Construction of the Alabama Midland Railway began in 1887 and completed its line through the region in 1890. The Abbeville Southern Railway was created in September 1892 to build a branch line from Grimes, reaching Abbeville in December of the following year. Following the completion of construction, the line was transferred to the Alabama Midland, which operated the line until it was merged with the Savannah, Florida and Western Railway on September 2, 1901.
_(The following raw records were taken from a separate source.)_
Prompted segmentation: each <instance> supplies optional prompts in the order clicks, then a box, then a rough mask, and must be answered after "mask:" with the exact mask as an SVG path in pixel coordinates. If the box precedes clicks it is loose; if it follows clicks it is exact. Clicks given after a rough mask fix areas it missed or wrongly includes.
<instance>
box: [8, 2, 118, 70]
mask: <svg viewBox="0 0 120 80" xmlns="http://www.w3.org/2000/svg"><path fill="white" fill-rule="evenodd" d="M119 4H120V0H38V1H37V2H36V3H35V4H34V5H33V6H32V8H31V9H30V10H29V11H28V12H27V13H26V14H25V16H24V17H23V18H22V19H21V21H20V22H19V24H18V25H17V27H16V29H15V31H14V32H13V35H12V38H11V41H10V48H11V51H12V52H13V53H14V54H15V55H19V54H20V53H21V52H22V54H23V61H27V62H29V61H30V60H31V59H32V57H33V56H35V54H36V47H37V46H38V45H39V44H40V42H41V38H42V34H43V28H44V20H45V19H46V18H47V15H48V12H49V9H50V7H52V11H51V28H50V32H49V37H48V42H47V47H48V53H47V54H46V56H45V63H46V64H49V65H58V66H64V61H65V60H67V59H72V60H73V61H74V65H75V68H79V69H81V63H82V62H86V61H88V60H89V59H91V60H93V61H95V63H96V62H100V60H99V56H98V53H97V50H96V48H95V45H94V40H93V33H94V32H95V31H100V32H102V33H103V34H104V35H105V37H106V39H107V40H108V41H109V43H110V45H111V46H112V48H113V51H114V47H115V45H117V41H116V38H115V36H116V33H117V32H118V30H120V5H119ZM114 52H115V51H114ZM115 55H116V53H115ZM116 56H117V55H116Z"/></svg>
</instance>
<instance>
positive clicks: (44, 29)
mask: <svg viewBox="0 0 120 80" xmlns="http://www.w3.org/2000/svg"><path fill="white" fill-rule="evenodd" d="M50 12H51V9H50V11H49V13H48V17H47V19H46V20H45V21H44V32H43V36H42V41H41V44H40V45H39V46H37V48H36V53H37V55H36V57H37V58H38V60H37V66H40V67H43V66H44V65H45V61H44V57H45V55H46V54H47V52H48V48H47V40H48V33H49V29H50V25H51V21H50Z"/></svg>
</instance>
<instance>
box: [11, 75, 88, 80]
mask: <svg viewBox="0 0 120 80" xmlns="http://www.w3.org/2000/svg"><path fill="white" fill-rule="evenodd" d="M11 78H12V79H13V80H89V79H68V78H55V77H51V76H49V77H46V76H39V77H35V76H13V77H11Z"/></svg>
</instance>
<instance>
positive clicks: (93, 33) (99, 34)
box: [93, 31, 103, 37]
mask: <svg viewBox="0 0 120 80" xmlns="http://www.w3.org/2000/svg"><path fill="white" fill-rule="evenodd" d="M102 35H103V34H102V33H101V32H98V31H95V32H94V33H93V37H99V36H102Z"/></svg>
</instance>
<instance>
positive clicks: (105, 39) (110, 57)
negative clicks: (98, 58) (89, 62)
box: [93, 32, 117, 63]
The Atlantic Coast Line absorbed the SF&W in 1902. A pair of mergers, first into the Seaboard Coast Line in 1967, and later the Seaboard System in 1983, would precede the final merger into CSX Transportation in 1986. In the late 1980s CSX sought to abandon the line from Grimes to Abbeville. However, the Stone Container Corporation, operator of a woodchip mill near Abbeville and the parent company of the Bay Line Railroad, sought to purchase the branch and preserve service, which it did on March 1, 1989. The new line reached its parent railroad at Dothan via trackage rights over CSX between Grimes and Dothan.

Under the Seaboard Coast Line, the local freight over the branch line was scheduled to originate and terminate at Grimes. The local was numbered 641 while traveling towards Abbeville, and 640 for the return trip to Grimes. This local worked after the daily Montgomery bound morning local passed through the area with fresh carloads for the Abbeville branch, and returned well before the return trip local out of Montgomery to Dothan arrived again to retrieve cars from train 640's earlier trip. On October 28, 1979, the scheduled 641 and 640 trains were removed from the Waycross Division timetable and instead the branch was operated independent of an established schedule. Under the final years of the Seaboard Coast Line the branch was operated as a local road switcher with permanently stationed locomotives on the line or with an as-needed local launched from Dothan. The Seaboard System and CSX Transportation operated the branch on an as needed basis with a switch engine stationed at Abbeville to work the Stone Container Corp woodchip mill there.

Rail Services Inc. was responsible for operations of the Abbeville–Grimes Railway using locomotives and rolling stock supplied by the Bay Line Railroad. On January 1, 1994, the Bay Line was sold to Rail Management Corporation with the Abbeville–Grimes Railway included in the purchase. The name was shortened to the A&G railroad and continued to operate with Bay Line locomotives. The A&G was formally merged into the Bay Line on June 26, 1996, and ceased to exist as a separate entity.